La Grèce, dont les caisses sont vides, doit rembourser 3,19 milliards d’euros à la Banque centrale européenne (BCE) le 20 août, avant 1,5 milliard au FMI en septembre. Résigné, Alexis Tsipras avait appelé ses troupes, lors d’un débat de plus de cinq heures qui s’est achevé vers 4h locales (3h au Luxembourg), à « s’adapter aux nouvelles réalités » et à voter ce deuxième volet de mesures. Il avait cependant dit sa détermination à tout faire pour améliorer les termes de l’accord et a exclu « d’abandonner volontairement » le gouvernement où la présence de la gauche est « un bastion pour la défense des intérêts du peuple ».
Mais « le gouvernement n’entend plus le peuple » étaient venus dire en début de soirée, parmi 6000 manifestants rassemblés devant le parlement, Katerina Sergidou et Georges Kokkinavis, deux trentenaires membres du courant le plus à gauche du parti Syriza, à l’image de la contestation interne qu’affronte le Premier ministre.

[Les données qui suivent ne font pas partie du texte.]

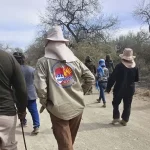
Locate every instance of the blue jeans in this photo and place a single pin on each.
(102, 87)
(32, 107)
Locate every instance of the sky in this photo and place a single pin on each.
(19, 19)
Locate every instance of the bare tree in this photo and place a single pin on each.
(142, 12)
(83, 19)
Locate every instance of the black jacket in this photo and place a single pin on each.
(11, 76)
(91, 67)
(124, 79)
(109, 65)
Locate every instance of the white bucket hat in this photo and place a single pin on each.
(58, 50)
(127, 54)
(56, 34)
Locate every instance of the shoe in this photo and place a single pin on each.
(104, 106)
(98, 100)
(123, 123)
(115, 121)
(35, 131)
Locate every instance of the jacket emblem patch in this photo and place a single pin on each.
(63, 75)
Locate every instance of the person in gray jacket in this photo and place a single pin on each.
(28, 73)
(11, 76)
(61, 79)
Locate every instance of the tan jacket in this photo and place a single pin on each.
(59, 87)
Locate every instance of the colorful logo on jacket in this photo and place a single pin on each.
(63, 75)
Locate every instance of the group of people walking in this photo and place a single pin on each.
(60, 80)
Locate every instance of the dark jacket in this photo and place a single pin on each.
(91, 66)
(29, 78)
(124, 79)
(11, 76)
(109, 65)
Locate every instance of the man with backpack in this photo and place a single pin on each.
(89, 64)
(58, 79)
(11, 78)
(28, 73)
(102, 79)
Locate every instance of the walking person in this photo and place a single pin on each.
(89, 64)
(109, 64)
(58, 79)
(102, 78)
(124, 77)
(28, 73)
(10, 76)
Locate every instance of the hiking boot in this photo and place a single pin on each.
(123, 123)
(35, 131)
(115, 121)
(98, 100)
(104, 105)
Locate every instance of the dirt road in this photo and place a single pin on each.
(96, 132)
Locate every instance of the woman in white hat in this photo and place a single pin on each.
(58, 79)
(124, 77)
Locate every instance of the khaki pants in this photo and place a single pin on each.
(7, 132)
(65, 131)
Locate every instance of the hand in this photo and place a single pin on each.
(42, 109)
(22, 115)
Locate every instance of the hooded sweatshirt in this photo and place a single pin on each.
(102, 71)
(60, 80)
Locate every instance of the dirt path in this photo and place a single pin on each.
(96, 132)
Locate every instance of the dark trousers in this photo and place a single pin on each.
(32, 107)
(65, 131)
(127, 100)
(102, 87)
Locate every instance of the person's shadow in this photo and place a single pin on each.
(95, 126)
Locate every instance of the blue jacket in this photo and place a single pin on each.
(29, 78)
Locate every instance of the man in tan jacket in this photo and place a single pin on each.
(60, 80)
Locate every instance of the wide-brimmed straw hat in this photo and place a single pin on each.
(127, 54)
(56, 34)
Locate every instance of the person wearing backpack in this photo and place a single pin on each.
(11, 76)
(61, 79)
(109, 64)
(28, 73)
(123, 79)
(102, 78)
(90, 65)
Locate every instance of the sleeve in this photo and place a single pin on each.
(88, 78)
(19, 85)
(137, 75)
(40, 83)
(112, 79)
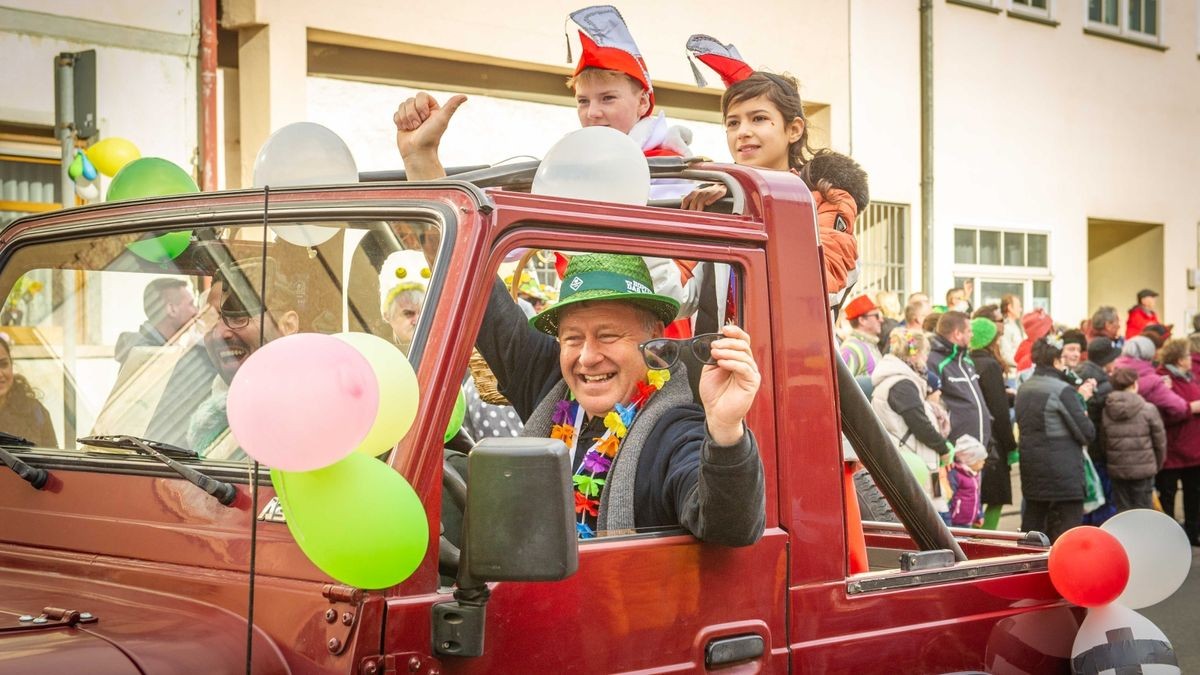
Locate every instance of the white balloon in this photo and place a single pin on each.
(1103, 638)
(595, 162)
(305, 234)
(1159, 555)
(304, 154)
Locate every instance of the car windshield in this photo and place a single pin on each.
(142, 334)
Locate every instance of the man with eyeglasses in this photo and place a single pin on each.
(861, 350)
(246, 320)
(594, 371)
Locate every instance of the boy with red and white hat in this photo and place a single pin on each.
(612, 88)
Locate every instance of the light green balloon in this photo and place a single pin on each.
(456, 417)
(916, 465)
(358, 520)
(149, 177)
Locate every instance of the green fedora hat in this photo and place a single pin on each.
(606, 276)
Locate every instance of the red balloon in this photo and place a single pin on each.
(1089, 566)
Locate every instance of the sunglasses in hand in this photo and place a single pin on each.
(661, 353)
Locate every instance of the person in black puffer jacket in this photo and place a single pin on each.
(996, 488)
(1101, 354)
(960, 382)
(1137, 442)
(1054, 429)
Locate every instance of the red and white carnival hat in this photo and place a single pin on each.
(607, 45)
(724, 59)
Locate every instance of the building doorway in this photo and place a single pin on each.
(1122, 258)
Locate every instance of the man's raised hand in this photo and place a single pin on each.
(727, 388)
(420, 121)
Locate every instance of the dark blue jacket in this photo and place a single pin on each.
(718, 495)
(1054, 429)
(961, 394)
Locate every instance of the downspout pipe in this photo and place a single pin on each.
(208, 97)
(927, 144)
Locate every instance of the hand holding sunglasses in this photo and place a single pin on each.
(730, 380)
(661, 353)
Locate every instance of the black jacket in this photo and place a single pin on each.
(996, 484)
(683, 478)
(960, 390)
(1054, 430)
(995, 395)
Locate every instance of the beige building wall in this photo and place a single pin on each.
(145, 69)
(1041, 127)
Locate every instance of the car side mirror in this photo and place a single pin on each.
(520, 521)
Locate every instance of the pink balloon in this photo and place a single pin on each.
(303, 401)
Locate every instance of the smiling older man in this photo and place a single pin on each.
(643, 453)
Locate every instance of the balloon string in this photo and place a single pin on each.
(253, 477)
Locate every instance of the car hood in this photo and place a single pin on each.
(133, 631)
(58, 650)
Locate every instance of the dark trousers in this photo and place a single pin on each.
(1051, 518)
(1137, 493)
(1167, 483)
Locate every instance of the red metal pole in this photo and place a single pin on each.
(208, 95)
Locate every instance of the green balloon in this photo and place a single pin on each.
(149, 177)
(456, 417)
(916, 465)
(358, 520)
(162, 248)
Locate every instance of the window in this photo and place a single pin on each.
(1127, 18)
(1002, 263)
(141, 334)
(881, 246)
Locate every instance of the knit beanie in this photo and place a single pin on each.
(1102, 351)
(1139, 347)
(1037, 323)
(969, 451)
(983, 332)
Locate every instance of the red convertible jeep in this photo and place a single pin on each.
(131, 542)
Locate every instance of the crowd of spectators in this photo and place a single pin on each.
(1097, 419)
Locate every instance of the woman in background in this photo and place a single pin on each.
(21, 412)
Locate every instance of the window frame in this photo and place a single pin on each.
(1026, 275)
(1122, 30)
(30, 149)
(1025, 11)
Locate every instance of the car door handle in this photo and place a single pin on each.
(723, 651)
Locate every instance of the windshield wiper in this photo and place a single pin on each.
(225, 493)
(126, 443)
(35, 477)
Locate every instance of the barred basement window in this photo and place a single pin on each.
(882, 248)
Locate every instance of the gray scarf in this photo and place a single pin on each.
(617, 500)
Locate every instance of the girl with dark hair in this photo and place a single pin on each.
(21, 412)
(766, 127)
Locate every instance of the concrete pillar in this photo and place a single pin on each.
(273, 65)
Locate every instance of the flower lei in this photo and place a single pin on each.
(592, 475)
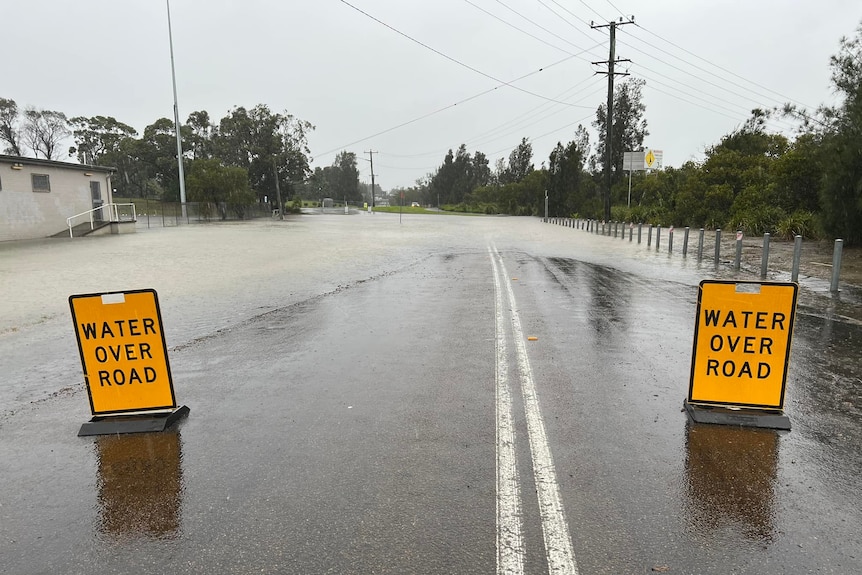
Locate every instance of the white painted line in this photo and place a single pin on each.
(558, 541)
(510, 542)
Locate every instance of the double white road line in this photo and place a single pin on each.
(511, 550)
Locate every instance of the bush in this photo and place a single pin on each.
(800, 222)
(757, 221)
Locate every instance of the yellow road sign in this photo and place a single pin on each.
(123, 351)
(649, 159)
(742, 343)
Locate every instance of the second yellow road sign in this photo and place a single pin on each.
(741, 344)
(123, 351)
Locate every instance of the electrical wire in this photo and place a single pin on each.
(508, 124)
(702, 69)
(450, 58)
(542, 40)
(546, 134)
(429, 114)
(677, 46)
(557, 14)
(620, 12)
(537, 25)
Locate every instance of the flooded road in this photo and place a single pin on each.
(367, 397)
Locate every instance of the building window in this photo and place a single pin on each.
(41, 183)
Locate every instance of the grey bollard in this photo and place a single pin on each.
(717, 246)
(738, 258)
(836, 265)
(797, 255)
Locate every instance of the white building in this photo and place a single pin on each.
(37, 196)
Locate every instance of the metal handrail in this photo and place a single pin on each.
(113, 213)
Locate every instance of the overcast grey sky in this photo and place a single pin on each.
(353, 77)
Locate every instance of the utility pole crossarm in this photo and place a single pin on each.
(611, 61)
(371, 156)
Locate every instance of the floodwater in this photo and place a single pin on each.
(340, 375)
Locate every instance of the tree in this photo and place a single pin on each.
(201, 130)
(841, 193)
(43, 132)
(218, 186)
(10, 130)
(344, 177)
(158, 153)
(520, 163)
(567, 192)
(97, 139)
(456, 177)
(265, 143)
(629, 127)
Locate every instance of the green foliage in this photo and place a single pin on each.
(801, 223)
(841, 194)
(756, 221)
(629, 126)
(218, 187)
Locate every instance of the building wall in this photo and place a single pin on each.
(25, 214)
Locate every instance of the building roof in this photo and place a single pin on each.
(54, 164)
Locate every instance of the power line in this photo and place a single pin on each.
(429, 114)
(720, 67)
(573, 15)
(542, 40)
(482, 139)
(539, 137)
(609, 111)
(450, 58)
(731, 82)
(591, 8)
(504, 125)
(506, 6)
(696, 77)
(693, 87)
(620, 12)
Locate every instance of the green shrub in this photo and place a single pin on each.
(800, 222)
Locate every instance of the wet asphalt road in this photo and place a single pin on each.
(390, 415)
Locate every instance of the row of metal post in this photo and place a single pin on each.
(613, 228)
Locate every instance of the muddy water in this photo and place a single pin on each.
(210, 277)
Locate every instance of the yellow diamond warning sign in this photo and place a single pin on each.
(123, 351)
(741, 345)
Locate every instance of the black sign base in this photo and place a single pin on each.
(144, 423)
(744, 417)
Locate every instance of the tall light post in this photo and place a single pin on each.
(177, 118)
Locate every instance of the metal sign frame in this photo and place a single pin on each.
(143, 322)
(742, 326)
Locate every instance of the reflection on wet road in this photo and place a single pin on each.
(731, 474)
(140, 484)
(349, 413)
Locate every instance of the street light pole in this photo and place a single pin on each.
(177, 118)
(546, 205)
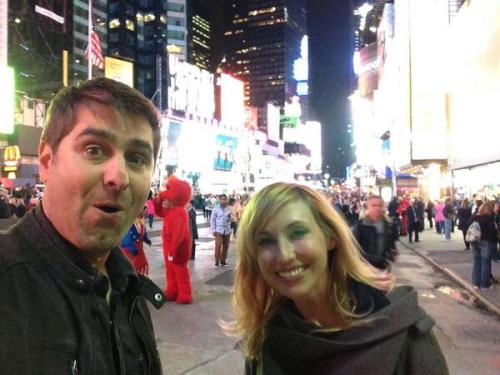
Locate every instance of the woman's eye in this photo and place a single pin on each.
(94, 151)
(298, 233)
(265, 242)
(137, 160)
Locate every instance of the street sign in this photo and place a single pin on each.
(49, 14)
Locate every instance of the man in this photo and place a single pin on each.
(220, 226)
(415, 219)
(376, 234)
(71, 303)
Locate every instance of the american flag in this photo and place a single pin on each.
(95, 51)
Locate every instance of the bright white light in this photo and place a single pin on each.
(364, 9)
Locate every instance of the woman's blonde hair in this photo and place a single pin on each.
(254, 300)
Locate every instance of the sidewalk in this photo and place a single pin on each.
(189, 339)
(452, 258)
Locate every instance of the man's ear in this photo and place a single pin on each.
(330, 242)
(45, 156)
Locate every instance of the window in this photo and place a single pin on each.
(129, 24)
(174, 7)
(148, 17)
(114, 23)
(175, 34)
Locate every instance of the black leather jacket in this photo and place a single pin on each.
(54, 317)
(366, 234)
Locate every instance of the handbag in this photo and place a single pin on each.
(473, 232)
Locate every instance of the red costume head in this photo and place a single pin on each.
(177, 191)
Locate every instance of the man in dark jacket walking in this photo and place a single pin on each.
(71, 303)
(376, 234)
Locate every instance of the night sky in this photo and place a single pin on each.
(331, 45)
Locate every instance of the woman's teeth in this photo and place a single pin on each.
(291, 273)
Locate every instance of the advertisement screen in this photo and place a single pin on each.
(225, 149)
(428, 24)
(273, 122)
(171, 152)
(232, 101)
(191, 89)
(7, 100)
(119, 70)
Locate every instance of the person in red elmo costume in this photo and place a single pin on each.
(171, 206)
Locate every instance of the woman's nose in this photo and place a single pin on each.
(115, 174)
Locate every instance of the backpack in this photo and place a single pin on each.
(473, 233)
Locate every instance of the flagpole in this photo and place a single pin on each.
(89, 60)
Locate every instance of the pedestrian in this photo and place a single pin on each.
(464, 214)
(306, 302)
(449, 216)
(220, 226)
(176, 237)
(415, 220)
(209, 206)
(483, 249)
(403, 207)
(376, 234)
(70, 300)
(193, 228)
(150, 209)
(429, 209)
(132, 244)
(236, 210)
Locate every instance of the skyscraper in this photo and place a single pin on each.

Alexis Tsipras a haussé le ton contre les frondeurs. Six mois après son arrivée au pouvoir, il a exclu du gouvernement les ministres qui avaient refusé de valider des mesures de rigueur allant à l’encontre de toutes les promesses faites par Syriza. La porte-parole du gouvernement avait reconnu avant le vote que si subsistait la division du parti de gauche radicale « en deux stratégies, deux points de vue (…) il sera peut-être impossible de continuer ainsi ».
Olga Gerovasili a enfoncé le clou à l’issue du débat, constatant que la « fracture dans la majorité parlementaire est nette », créant un « problème politique ». « Les procédures prévues seront mises en oeuvre » pour y faire face, a-t-elle mystérieusement ajouté.
« La fracture » au sein de Syriza est bien là, a également dit l’un des proches de Tsipras, le ministre Nikos Pappas, après le vote, laissant entendre que des décisions seraient prises après la mise sur pied de l’accord. Fort d’une grande popularité dans les sondages, Alexis Tsipras sera contraint de trancher face aux frondeurs, jugent les analystes, tablant sur la tenue de législatives anticipées malgré un environnement économique des plus fragiles.
Les banques grecques, qui ont rouvert lundi après trois semaines de fermeture, auront besoin d’une recapitalisation qui devrait intervenir d’ici la fin de l’année, a indiqué mercredi le ministre grec des Finances Euclide Tsakalotos. Les retraits et les virements vers l’étranger restent soumis à de strictes mesures de contrôle des capitaux, en vigueur depuis fin juin.
La Banque centrale européenne (BCE) a relevé mercredi le plafond des prêts d’urgence (ELA) accordés aux banques grecques, leur dernière source de financement réactivée après l’accord du 13 juillet. Lundi, grâce à 7,16 milliards d’euros débloqués en urgence par l’UE, la Grèce a soldé un impayé au Fonds monétaire international (FMI) et a payé la BCE, pour un total de 6,7 milliards d’euros.